The board of South Valley Cement Company (SVCC), headed by the company’s Vice Chairman and Managing Director Fahd El Shobokshi, will convene at the end of April to discuss the company’s position on the competition for the new cement licenses proposed by the Ministry of Industry and Trade.
The meeting will also decide on a plan for expanding the production capacity, according to Board Member Ahmed El-Mikati.
El-Mikati explained that there are two opinions in the company. The first is to complete the plan of importing two clinker mills to produce cement: purchasing clinker from the market and then producing cement, while the second is to build an integrated production line.
He explained that the cost of the integrated production line will range from $150m to $200m, while the production capacity of the lines’ licenses proposed by the Ministry of Industry and Trade are ranging between 1.5m and 2m tonnes per year.

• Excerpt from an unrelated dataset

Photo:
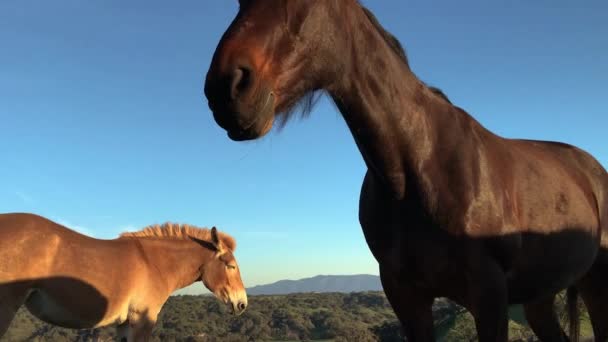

El-Mikati pointed out that some people within the company object to building an integrated production line due to the high cost, which pushes the company towards more reliance on banks in financing.
However, El Mikati said there is another team, which he is a part of, that prefers to build an integrated line to provide the needs of the company, instead of relying on other producers in the production of clinker.
Thirty-five local and foreign cement companies received the requirements of the licenses of building 14 cement factories from the Industrial Development Authority. All of the 14 mentioned factories will use coal in operations.
The Industrial Development Authority gave cement companies willing to obtain new licenses to present their technical and financial offers until 10 May to apply.
El Mikati believes the Egyptian market can absorb new production. In addition, factories are observing markets in Syria, Libya, and Yemen, waiting for any relative improvement in the current security and political situations, which would enable factories to direct part of production towards them.
SVCC registered a net profit of EGP 72.4m during the first nine months of 2015, compared to a net profit of EGP 100.6m during the same period last year.
Commenting on the company’s performance, El Mikati said last year saw a decline in the sale prices of cement and this decline will appear in the financial statements of the fourth quarter. The prices fell by 25% compared to the same period in 2014.
However, prices began to improve in the beginning of the year, decreasing the percentage from 25% to the 7%, said El Mikati.